Software developers have been contacted on Tuesday 28th January 2025 to inform them that Employers will no longer be required to provide more detailed employee hours data through Pay As You Earn (PAYE) Real Time Information (RTI) returns from April 2026 as previously proposed.
The government says it has listened to feedback and acknowledges the potential administrative burden highlighted by businesses.
Therefore, the draft Income Tax (Pay As You Earn) (Amendment) Regulations 2024 intended to bring in these new requirements will not be progressed further.
The current requirement for employers to report normal hours worked through banding selections A through E will continue.
The government states that remains committed to data transformation and will continue to focus on other initiatives delivering improved data, including Making Tax Digital for ITSA, digitalising business rates, and investing in the HMRC IT infrastructure
Opinion

What is difficult to understand through the hours on RTI FPS proposals is what they were actually! What was the accuracy problem HMRC experiencing!

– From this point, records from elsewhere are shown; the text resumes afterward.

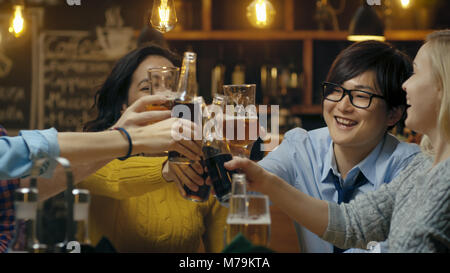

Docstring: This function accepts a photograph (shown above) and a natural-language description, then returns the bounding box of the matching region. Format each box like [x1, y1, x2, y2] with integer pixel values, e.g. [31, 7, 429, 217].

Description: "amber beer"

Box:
[146, 99, 175, 111]
[226, 216, 270, 247]
[223, 115, 259, 148]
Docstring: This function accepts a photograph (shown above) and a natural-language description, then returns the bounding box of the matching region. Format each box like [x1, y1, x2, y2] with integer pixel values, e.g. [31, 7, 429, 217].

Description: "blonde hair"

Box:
[420, 29, 450, 154]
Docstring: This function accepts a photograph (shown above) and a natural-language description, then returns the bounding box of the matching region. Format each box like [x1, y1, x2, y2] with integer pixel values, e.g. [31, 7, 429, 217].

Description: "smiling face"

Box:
[128, 55, 174, 105]
[403, 44, 442, 135]
[323, 71, 399, 150]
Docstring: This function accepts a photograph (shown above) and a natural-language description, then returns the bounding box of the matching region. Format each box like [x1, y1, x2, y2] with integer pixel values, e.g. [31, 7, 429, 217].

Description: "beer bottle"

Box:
[8, 187, 47, 253]
[202, 95, 235, 203]
[169, 51, 198, 164]
[183, 94, 226, 202]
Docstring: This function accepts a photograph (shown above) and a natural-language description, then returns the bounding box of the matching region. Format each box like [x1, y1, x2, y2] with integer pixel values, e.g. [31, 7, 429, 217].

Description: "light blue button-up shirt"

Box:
[0, 128, 60, 179]
[259, 127, 420, 253]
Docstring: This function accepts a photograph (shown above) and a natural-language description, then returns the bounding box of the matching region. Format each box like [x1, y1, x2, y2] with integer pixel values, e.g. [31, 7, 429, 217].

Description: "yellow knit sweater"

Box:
[80, 157, 228, 252]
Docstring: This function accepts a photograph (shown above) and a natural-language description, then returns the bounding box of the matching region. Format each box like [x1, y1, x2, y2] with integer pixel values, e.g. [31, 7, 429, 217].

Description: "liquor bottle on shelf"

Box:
[202, 95, 235, 206]
[7, 187, 47, 253]
[231, 45, 245, 84]
[169, 51, 198, 164]
[72, 189, 94, 253]
[211, 45, 226, 98]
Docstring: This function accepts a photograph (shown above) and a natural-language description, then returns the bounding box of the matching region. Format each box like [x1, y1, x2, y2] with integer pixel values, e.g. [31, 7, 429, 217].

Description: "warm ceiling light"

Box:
[347, 4, 385, 41]
[247, 0, 276, 28]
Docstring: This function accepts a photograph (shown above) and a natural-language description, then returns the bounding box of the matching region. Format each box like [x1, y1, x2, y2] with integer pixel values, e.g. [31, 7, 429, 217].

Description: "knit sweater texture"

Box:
[80, 157, 228, 252]
[322, 153, 450, 253]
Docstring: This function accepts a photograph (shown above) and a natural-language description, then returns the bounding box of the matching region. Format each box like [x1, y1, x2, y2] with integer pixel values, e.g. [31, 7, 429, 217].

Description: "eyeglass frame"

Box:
[321, 81, 386, 109]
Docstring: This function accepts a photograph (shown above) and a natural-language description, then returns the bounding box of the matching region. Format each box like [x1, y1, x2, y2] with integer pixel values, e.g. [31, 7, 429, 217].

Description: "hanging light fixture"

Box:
[247, 0, 276, 28]
[9, 1, 25, 37]
[400, 0, 411, 9]
[150, 0, 178, 33]
[347, 4, 386, 42]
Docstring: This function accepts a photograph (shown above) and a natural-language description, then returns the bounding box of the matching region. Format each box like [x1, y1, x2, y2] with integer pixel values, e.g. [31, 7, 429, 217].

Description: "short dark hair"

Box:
[327, 41, 413, 113]
[83, 44, 181, 132]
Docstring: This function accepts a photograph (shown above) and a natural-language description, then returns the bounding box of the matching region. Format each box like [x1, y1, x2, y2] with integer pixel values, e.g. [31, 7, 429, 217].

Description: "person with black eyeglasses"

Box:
[250, 41, 420, 253]
[224, 30, 450, 253]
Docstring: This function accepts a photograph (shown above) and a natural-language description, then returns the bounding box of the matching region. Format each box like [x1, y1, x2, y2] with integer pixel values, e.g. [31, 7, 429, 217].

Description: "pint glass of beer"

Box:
[223, 84, 259, 157]
[225, 194, 271, 247]
[147, 66, 180, 111]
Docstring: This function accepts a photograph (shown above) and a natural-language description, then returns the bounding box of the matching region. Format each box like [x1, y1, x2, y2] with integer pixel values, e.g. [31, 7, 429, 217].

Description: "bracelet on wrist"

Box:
[112, 127, 133, 161]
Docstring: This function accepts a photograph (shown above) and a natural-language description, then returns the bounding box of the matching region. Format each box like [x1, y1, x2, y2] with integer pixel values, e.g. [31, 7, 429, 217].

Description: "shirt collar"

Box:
[321, 132, 386, 185]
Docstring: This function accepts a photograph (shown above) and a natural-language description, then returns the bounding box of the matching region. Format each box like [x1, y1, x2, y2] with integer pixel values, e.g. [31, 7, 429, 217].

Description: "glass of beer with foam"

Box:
[223, 84, 259, 157]
[147, 66, 180, 111]
[225, 194, 271, 247]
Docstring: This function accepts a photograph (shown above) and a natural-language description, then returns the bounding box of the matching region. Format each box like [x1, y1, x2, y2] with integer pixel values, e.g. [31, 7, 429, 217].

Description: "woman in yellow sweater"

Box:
[80, 45, 227, 252]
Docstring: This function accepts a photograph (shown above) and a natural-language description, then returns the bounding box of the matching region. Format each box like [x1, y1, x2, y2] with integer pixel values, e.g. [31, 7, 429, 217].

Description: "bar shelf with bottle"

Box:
[165, 0, 431, 120]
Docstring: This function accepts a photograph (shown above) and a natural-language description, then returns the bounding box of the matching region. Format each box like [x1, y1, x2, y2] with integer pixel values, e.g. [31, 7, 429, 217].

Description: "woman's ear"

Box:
[387, 105, 405, 127]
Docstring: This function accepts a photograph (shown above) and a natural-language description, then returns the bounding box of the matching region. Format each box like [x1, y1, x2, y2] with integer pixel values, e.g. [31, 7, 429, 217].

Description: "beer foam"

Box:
[227, 216, 271, 225]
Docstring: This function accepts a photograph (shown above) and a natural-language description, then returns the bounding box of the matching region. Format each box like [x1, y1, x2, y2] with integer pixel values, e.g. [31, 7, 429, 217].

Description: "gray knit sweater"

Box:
[322, 153, 450, 252]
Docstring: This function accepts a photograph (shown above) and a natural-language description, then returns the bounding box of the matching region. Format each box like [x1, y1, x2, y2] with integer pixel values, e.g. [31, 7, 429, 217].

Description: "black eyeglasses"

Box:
[322, 82, 385, 109]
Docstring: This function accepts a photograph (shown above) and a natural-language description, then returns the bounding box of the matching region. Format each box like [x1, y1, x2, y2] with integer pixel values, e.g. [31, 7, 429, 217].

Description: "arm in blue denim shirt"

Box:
[0, 128, 60, 179]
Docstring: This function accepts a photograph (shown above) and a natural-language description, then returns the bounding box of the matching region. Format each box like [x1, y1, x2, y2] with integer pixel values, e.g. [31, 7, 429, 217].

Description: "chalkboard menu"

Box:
[0, 14, 33, 132]
[38, 31, 116, 132]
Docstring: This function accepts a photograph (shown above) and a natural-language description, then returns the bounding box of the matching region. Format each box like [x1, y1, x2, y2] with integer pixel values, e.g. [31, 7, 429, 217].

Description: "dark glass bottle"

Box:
[169, 51, 198, 164]
[8, 187, 47, 253]
[202, 95, 235, 206]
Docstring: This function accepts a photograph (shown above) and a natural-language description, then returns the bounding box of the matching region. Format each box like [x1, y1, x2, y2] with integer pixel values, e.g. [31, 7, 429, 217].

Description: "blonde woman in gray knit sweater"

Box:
[225, 30, 450, 252]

Originally proposed to require employer to report hours worked on the regular FPS, this was soon challenged with vast groups of employees where hours has limited to no relevance or where the data even if captured, was never passed through to payroll or served any pay related relevance.

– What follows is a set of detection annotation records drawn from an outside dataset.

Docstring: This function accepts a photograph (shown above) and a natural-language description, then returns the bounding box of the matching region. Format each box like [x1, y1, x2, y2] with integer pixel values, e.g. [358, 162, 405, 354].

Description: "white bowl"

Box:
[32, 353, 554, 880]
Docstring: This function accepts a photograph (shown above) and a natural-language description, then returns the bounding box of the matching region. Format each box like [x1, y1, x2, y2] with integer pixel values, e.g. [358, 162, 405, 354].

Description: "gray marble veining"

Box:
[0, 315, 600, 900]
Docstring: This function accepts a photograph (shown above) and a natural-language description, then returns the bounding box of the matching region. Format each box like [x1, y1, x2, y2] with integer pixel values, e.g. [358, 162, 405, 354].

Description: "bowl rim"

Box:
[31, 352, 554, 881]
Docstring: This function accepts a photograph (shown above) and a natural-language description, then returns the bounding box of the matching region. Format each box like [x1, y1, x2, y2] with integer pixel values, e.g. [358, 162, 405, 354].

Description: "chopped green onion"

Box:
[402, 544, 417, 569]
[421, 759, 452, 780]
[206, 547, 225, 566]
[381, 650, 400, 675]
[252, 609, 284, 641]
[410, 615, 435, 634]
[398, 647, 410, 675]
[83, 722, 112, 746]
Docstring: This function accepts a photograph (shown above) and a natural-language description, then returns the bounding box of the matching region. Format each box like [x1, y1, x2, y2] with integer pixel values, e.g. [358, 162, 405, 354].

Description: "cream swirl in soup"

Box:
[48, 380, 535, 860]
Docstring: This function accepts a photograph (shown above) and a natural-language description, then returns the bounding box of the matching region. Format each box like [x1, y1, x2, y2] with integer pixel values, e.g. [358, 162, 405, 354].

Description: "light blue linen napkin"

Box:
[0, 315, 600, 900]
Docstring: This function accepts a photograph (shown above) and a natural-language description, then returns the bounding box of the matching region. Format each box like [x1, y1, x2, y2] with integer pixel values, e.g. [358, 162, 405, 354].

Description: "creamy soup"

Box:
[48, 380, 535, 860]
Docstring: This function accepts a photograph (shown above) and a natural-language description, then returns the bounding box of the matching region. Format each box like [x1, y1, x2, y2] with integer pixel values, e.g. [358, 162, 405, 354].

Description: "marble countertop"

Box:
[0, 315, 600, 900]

What were the hours needed for? A question often asked at consultation meeting with no real tangible answer excepting to improves accuracy, of what was never made clear.
Was this a means of remove National Minimum Wage breach identification? A concept that appeared to be denied as an aim! So what they for!
The original banding had relevance to certain claims of benefits such as tax credits etc, however, they are all now gone and no longer relevant for benefit purposes.
For those that did not or don’t pass hours data through to payroll (many millions), were they really going to select on of the multiple reasons or excuses as to why the value would not have been reported, well now the employer doesn’t to consider it any longer.
What employers need is improvement to the general operation of RTI and its associated difficulties.